There is so much more that it is almost a cheat to list everything Fran discusses. She is a dynamic marvel to watch and listen to - someone who speaks her mind and declares she is "always right." I wouldn't disagree, especially when she mentions that it took too long to have a black President. Yes, indeed, far too long and it is a sorry state of affairs that America has been backwards in progressive politics. Most of this film is simply Fran at the Waverly Inn in Greenwich Village talking to an unnamed male and Martin Scorsese. Some might consider this a dull way of presenting a subject but she is too invigorating a presence and too rapid-fire and too passionate a speaker, not unlike Scorsese himself, to assume that simple stable camera set-ups aren't the best way to present her. There is also a deliberate nod to Scorsese's own "Taxi Driver" as Fran drives around the city at night. Mostly, she prefers to walk everywhere, which is why she is often late to her public appearances. She is a real New Yorker, one who likes looking at people and hates strollers! She has no cell phone and thus no ability to text, but she keeps looking and observing. At times, the whole film resembles a Woody Allen picture with Fran's pungent commentary proving to be as controlled as Woody Allen's. Both come from an ancient New York, one that doesn't exist anymore.

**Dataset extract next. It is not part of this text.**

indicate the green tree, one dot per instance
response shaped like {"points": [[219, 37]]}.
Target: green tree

I think the point of "Public Speaking" is that cell phones take away from observing minutiae and human behavior, thus maybe contributing in some way to dumbing down our ability to speak and write without abbreviation. Fran Lebowitz pays attention and has written about our culture and our people, and has educated herself in her own way (reading the books that interested her in school rather than the required reading list). I hate to live in a world where Fran Lebowitz doesn't exist.